In other words, as Ethan points out in this episode, it was in McKay’s direct financial interest to arrest as many people as possible because as the prosecutor, he would be paid by the state to subsequently file charges against those individual(s) he arrested. In addition to what has been described as a certain affinity McKay had for authority, the 300 traffic stops compared to the other officers’ combined 11 makes a bit more sense when we consider his direct financial incentive.

As a government accountability “hawk,” I find this practice fairly alarming. However I recognize that it’s unlikely the practice itself has any direct connection to Maura’s disappearance, so we don’t dwell on it too much in the episode. You can learn more about it in this academic article.

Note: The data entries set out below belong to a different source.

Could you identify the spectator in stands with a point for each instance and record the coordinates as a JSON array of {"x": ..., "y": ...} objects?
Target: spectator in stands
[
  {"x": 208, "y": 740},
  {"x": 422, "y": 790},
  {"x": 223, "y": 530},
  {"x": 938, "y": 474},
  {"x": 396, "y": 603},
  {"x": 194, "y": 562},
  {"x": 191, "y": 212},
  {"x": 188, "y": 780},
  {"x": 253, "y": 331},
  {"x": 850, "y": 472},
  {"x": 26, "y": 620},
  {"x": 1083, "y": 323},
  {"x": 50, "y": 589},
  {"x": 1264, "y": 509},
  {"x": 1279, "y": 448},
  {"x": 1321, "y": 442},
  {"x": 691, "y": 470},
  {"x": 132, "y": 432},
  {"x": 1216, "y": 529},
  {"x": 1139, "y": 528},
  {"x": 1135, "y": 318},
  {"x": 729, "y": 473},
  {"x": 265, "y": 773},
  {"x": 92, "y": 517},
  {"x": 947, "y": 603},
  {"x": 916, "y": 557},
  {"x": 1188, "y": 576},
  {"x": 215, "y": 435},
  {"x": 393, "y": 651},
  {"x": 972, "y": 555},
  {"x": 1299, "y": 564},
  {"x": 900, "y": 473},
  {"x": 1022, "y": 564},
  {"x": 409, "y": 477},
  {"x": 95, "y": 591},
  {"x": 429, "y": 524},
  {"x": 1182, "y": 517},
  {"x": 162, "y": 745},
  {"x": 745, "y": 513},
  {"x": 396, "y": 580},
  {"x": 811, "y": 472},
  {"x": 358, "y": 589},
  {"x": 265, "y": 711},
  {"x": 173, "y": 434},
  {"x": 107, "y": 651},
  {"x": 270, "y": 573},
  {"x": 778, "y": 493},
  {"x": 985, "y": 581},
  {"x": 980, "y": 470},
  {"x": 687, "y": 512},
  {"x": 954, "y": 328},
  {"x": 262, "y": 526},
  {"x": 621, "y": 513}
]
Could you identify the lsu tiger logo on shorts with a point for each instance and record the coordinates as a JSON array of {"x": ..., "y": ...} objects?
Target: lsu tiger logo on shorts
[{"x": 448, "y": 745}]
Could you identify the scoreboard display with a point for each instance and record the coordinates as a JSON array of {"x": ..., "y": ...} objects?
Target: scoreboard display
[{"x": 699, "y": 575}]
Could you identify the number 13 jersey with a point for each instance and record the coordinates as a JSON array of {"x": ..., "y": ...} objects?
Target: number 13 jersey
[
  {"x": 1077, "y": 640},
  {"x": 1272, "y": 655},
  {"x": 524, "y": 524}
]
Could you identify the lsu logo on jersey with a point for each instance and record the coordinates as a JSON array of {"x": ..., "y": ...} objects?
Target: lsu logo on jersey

Lastly, here is the chart of the differences between the Haverhill Police Department’s account(s) of the alcohol and the NH State Police’s account, which I reference in the episode.

(Note: There was an issue with the audio when I originally uploaded the podcast that resulted in about 45 seconds of dead air at the beginning. [Still continuing to learn as I go along..] This issue should now be fixed.)